Directional Boundary-Layer Technique

有指向性バウンダリレイヤーテクニック

 


Boundary-Layer Technique
BLCg

For CCM Compact Microphones or MK Capsules with KC active Cable (e.g. MK 4 / CCM 4 cardioid or MK 41 / CCM 41 supercardioid).

Turns any directional (e.g. cardioid or supercardioid) CCM Compact Microphone or MK capsule with Active Cable into a boundary-layer (PZM) microphone. This is especially useful when recording moving singers/ actors on a stage, or when a microphone on a stand would be obtrusive. A rubber ring built into the bottom of the plate prevents inadvertent rotation of the plate or marring of the surface on which it is placed.

Diameter: 100 mm
Ssurface finish: matte gray (g)

 

By placing a supercardioid on a boundary-layer it becomes a hemi-supercardioid.

 

A directional boundary-layer microphone tends to "even" the balance of speakers and singers at various distances. For sources at greater distances, the sensitivity of the microphone increases in a compensating manner due to the angle of sound incidence, as shown here with a supercardioid.

 

About the Boundary-Layer Technique

Boundary-layer recording is a well-known technique by now, offering unobtrusive microphone placement possibilities (no stands or hanging fixtures required, and it is not necessary to aim the microphone) and a directional characteristic that is independent of frequency. It is based on an effect in physics by which sound pressure doubles along a sound-reflecting surface. If a transducer is placed upon (or within) a large, sound-reflecting surface, its output voltage will be twice that of an equivalent transducer in a free sound field.

In theory an ideal transducer of this type would have a membrane of infinitesimally small size, and would be mounted flush with an infinitely large, perfectly sound-reflecting surface. In practice, the plates in which the small transducers of the BLM 3g and the BLM 03Cg are mounted assure reflection of only the high and medium frequencies.
To reflect sound at lower frequencies (greater wavelengths), the dimensions of the surface must be correspondingly larger. So the microphone should be placed on a floor, wall or ceiling, or mounted on another surface large enough to reflect the lowest frequencies of interest.

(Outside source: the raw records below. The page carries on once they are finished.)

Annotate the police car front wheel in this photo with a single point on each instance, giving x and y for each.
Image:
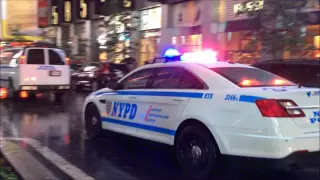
(92, 121)
(196, 153)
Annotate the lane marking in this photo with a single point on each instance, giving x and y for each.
(140, 126)
(154, 93)
(54, 158)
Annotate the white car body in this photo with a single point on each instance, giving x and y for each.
(236, 123)
(34, 77)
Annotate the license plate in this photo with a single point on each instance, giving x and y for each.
(54, 73)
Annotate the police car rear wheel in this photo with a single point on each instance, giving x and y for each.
(92, 121)
(95, 86)
(196, 153)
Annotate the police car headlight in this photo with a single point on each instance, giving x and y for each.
(26, 88)
(91, 75)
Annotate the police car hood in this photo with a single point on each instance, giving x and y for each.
(301, 95)
(104, 90)
(306, 99)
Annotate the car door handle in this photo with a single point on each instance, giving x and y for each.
(132, 97)
(177, 99)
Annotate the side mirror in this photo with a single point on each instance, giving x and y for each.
(114, 85)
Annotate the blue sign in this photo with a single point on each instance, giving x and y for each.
(124, 110)
(208, 96)
(276, 89)
(316, 117)
(46, 68)
(231, 97)
(314, 93)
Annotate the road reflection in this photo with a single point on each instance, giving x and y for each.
(58, 125)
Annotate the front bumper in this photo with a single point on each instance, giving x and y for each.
(299, 159)
(44, 88)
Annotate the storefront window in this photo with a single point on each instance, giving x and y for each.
(189, 43)
(241, 49)
(148, 49)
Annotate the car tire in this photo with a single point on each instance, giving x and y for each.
(74, 86)
(196, 153)
(58, 96)
(95, 86)
(93, 122)
(12, 93)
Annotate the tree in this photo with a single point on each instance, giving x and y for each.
(280, 22)
(119, 30)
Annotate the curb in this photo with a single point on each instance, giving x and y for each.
(25, 164)
(13, 167)
(48, 158)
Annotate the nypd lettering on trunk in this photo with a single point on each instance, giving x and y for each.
(313, 93)
(123, 110)
(315, 118)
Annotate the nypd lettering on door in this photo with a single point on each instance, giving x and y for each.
(122, 110)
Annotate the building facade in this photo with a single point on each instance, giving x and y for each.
(216, 24)
(187, 25)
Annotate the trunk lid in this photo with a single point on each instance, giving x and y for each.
(307, 99)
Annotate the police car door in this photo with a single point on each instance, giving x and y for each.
(162, 104)
(122, 109)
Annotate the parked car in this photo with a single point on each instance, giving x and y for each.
(303, 72)
(39, 67)
(97, 75)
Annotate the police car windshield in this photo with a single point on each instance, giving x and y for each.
(251, 77)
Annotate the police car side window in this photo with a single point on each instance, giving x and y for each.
(167, 78)
(7, 56)
(189, 81)
(138, 80)
(55, 58)
(35, 56)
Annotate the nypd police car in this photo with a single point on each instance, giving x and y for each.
(211, 113)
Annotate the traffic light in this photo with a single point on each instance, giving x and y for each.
(82, 9)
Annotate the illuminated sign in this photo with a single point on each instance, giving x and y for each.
(43, 13)
(248, 6)
(67, 7)
(151, 19)
(99, 6)
(82, 9)
(56, 12)
(109, 7)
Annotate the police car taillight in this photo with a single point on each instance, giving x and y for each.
(22, 59)
(67, 61)
(279, 108)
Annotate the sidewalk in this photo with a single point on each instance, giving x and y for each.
(6, 170)
(26, 164)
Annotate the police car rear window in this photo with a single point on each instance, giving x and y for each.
(251, 77)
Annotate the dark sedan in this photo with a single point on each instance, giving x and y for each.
(303, 72)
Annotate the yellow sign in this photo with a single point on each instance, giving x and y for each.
(84, 10)
(55, 15)
(248, 6)
(20, 16)
(67, 12)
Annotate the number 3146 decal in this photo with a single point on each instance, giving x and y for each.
(231, 97)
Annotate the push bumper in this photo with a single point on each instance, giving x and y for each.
(300, 159)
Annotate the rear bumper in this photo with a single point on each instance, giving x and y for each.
(45, 88)
(294, 160)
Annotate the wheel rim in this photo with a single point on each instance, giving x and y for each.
(94, 86)
(194, 153)
(93, 125)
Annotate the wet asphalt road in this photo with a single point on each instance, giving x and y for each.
(58, 126)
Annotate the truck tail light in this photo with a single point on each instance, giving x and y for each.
(22, 59)
(279, 108)
(67, 61)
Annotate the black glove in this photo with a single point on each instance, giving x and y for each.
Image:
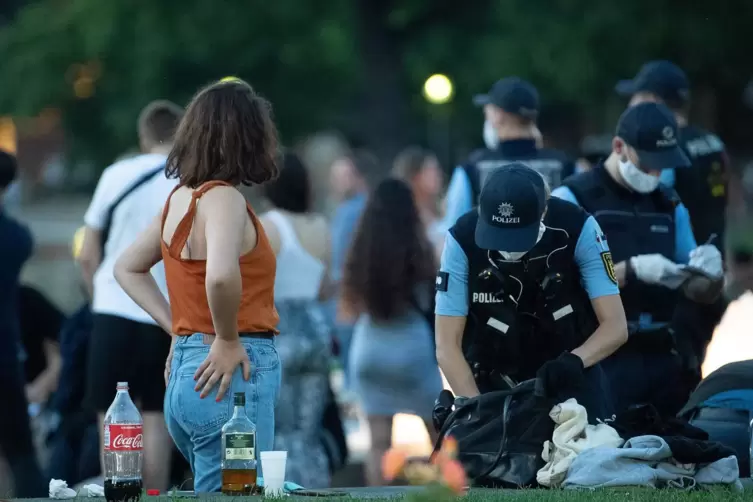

Ordinary pressure transducers show a difference in sensitivity between direct and diffuse sound at high frequencies. In a properly-placed boundary-layer microphone, however, this difference occurs at all frequencies. The sound pressure for direct sound is doubled at an acoustic boundary (6 dB increase), while the essentially random phase relationships of reflections in the diffuse sound field cause the boundary-layer microphone's sensitivity to increase by only 3 dB. Thus a boundary-layer microphone will suppress diffuse sound somewhat, even though it is not directional. It will pick up less “room sound“ and the recording will be slightly “drier“ than it would be with an omnidirectional microphone.